The research also highlights the contradiction of
governments seeking to maximise their nation’s fossil fuel extraction, as in
the UK, while simultaneously pledging to limit global warming to 2C. Michael
Jakob, a climate change economist at the Mercator Research Institute on Global
Commons and Climate Change in Berlin. “If you really want to convince
developing countries to leave their coal in the ground, you have to offer
something else and I don’t think the Saudis will leave that oil in the ground
if they get nothing for it,” he said, citing green technology including CCS, as
well as financial compensation. Jakob said the challenge was enormous, but that
it provided benefits as well as costs: “There are huge sums at stake, but not
just on the losers’ side but also on the winners’ side. Some assets will lose
value, but others will gain value, like solar and wind power and land for
biomass production.”
The new analysis calls into question the gigantic sums of
private and government investment being ploughed into exploration for new fossil
fuel reserves, according to UCL’s Professor Paul Ekins, who conducted the
research with McGlade. “In 2013, fossil fuel companies spent some $670bn
(£443bn) on exploring for new oil and gas resources. One might ask why they are
doing this when there is more in the ground than we can afford to burn,” he
said. “The investors in those companies might feel that money is better spent
either developing low-carbon energy sources or being returned to investors as
dividends,” said Ekins.
“One lesson of this work is unmistakably obvious: when
you’re in a hole, stop digging,” said Bill McKibben, co-founder of 350.org
which is campaigning to get investors to dump their fossil fuel stocks. “These
numbers show that unconventional and ‘extreme’ fossil fuel – Canada’s tar sands,
for instance – simply have to stay in the ground. Given these numbers, it makes
literally no sense for the industry to go hunting for more fossil fuel,”

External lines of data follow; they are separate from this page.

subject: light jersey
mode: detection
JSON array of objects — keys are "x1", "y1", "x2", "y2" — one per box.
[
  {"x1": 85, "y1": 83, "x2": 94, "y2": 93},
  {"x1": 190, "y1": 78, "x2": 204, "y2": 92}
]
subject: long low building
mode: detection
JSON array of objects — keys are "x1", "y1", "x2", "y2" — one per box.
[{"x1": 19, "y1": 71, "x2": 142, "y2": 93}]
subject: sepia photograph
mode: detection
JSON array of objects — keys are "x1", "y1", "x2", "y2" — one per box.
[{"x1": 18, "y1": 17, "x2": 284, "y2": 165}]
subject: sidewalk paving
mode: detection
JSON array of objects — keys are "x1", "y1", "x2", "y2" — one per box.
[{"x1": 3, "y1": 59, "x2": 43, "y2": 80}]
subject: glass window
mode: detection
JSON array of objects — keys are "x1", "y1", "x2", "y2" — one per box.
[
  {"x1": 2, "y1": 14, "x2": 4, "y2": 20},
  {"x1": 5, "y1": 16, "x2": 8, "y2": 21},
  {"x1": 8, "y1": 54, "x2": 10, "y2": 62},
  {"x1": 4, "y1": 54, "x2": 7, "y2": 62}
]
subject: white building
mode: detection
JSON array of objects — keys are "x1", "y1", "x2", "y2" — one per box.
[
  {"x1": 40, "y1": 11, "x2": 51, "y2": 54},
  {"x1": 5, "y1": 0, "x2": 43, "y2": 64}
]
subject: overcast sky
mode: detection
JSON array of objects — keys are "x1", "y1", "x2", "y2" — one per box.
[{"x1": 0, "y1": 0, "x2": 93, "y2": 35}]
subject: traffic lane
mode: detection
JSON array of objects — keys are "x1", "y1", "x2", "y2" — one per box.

McKibben said. “We’ve binged to the edge of our own destruction. The last thing
we need now is to find a few more liquor stores to loot.”

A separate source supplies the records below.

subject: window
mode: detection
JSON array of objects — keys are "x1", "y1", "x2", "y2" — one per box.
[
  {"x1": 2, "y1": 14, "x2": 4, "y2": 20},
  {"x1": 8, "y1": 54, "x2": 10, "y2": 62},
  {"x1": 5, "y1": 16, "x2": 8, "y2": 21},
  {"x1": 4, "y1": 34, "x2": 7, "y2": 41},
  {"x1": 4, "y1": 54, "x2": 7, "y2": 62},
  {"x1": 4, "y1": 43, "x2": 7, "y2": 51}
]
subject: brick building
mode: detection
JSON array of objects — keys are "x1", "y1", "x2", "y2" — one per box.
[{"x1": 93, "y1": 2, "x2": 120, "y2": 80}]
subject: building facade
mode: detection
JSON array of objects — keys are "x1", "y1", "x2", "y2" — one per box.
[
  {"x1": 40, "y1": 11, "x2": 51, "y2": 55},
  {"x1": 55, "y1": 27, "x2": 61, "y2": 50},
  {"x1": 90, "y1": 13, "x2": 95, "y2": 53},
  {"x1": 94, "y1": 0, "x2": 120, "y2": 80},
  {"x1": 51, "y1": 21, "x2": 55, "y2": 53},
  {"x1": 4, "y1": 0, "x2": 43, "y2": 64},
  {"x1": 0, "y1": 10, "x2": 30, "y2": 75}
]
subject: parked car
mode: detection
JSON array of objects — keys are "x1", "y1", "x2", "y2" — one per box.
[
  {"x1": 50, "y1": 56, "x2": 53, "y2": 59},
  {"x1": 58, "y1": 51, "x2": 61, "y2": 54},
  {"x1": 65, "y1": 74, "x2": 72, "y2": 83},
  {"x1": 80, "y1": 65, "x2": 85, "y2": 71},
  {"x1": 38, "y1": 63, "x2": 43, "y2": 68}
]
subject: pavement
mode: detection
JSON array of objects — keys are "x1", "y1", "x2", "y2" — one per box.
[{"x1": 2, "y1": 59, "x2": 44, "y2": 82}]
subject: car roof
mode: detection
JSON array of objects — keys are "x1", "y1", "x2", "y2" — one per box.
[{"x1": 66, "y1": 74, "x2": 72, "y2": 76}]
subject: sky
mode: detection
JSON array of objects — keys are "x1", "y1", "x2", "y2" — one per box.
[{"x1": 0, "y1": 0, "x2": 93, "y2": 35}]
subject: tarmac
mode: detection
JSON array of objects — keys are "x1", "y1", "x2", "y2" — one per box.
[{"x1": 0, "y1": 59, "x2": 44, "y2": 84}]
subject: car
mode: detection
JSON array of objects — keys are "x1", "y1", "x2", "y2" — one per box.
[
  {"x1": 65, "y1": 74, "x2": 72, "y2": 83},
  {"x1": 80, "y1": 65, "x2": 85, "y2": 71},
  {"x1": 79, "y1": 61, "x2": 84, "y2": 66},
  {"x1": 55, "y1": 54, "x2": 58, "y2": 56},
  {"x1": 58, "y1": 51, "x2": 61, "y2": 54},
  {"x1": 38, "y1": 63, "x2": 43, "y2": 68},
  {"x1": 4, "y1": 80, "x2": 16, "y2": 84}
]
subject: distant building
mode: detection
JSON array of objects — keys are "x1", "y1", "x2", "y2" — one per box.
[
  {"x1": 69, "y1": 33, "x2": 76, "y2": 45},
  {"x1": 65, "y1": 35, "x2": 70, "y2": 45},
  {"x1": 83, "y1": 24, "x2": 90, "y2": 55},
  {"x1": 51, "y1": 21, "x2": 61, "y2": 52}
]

The only sensible response to such findings is a global
agreement to leave these unburnable fossil fuels in the ground. But it’s not
just that no such agreement exists, no such agreement has ever been mooted. There
has not been a single proposal, debate or even position paper on limiting
fossil fuel production put forward during international climate negotiations. Almost
all nations pay lip service to the idea of minimising greenhouse gas emissions
yet all if the stuff keeps coming out of the ground, it will be burnt, without
regard to the feeble policies seeking to limit its consumption. For years,
governments have been wasting precious time by pursuing unworkable solutions.
Despite the validity of the science and the sincerity of those reformers, to
expect that capitalism will no longer support the goose that lays their golden
eggs is far, far more an utopian expectation than the supposed unachievable hope
of the socialist solution to the problem. Capitalists would rather see the
planet burn than give up the chance to make money. The energy companies
manipulate the media and feed uncertainty around the impact of CO2 on global
warming. Any real action is at best delayed and at worst completely shelved
while their paid for politicians play Russian roulette with the lives of all of
humanity.
Capitalism offers us two choices: cataclysmic bad or apocalyptic bad.

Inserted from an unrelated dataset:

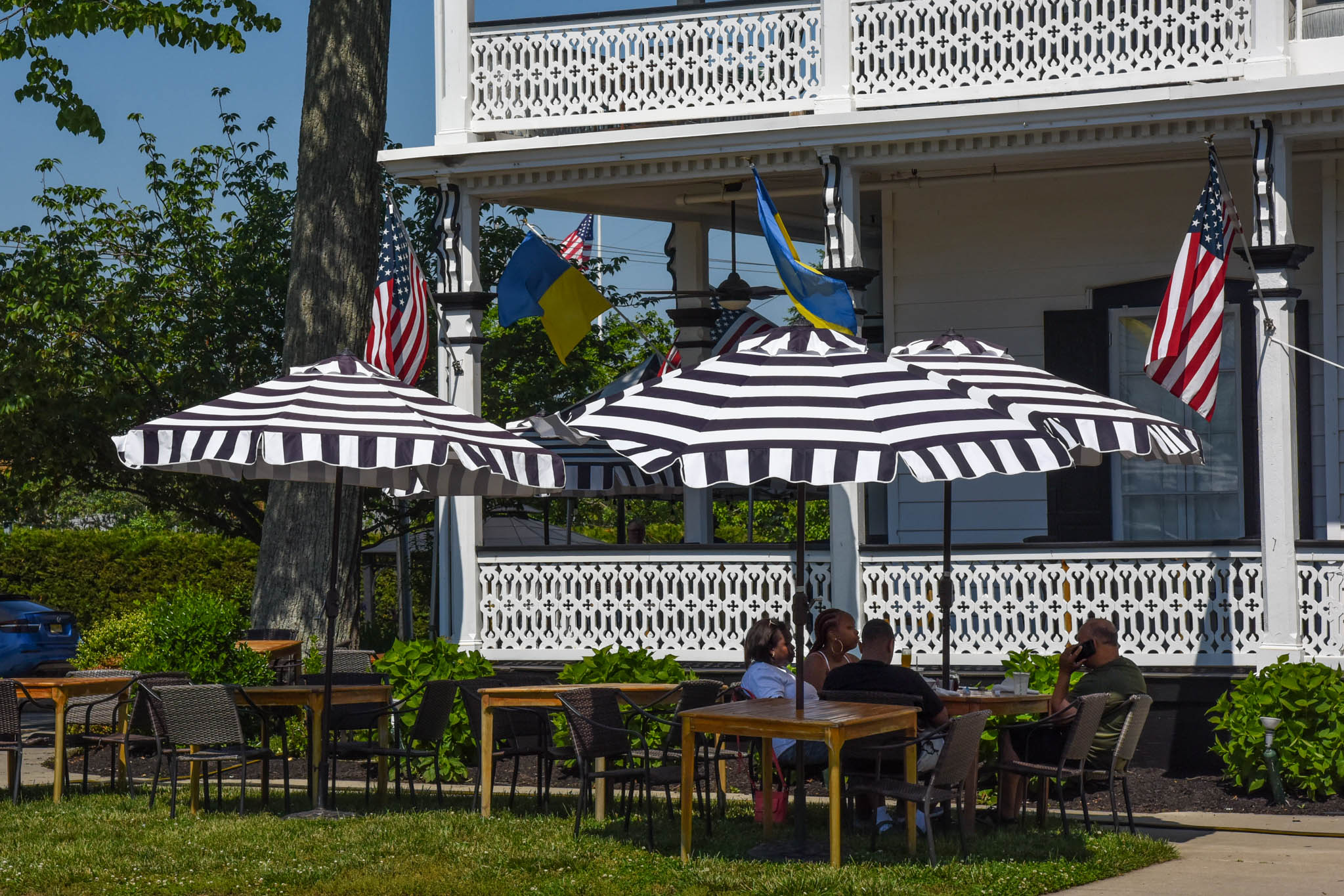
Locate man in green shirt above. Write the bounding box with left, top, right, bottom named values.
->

Only socialism can fully ascribe and abide with the Great Law
of the Iroquois:
“In all of your deliberations in the Confederate Council, in
your efforts at law making, in all your official acts, self-interest shall be
cast into oblivion. Cast not over your shoulder behind you the warnings of the
nephews and nieces should they chide you for any error or wrong you may do, but
return to the way of the Great Law which is just and right. Look and listen for
the welfare of the whole people and have always in view not only the present
but also the coming generations, even those whose faces are yet beneath the
surface of the ground – the unborn of the future Nation.”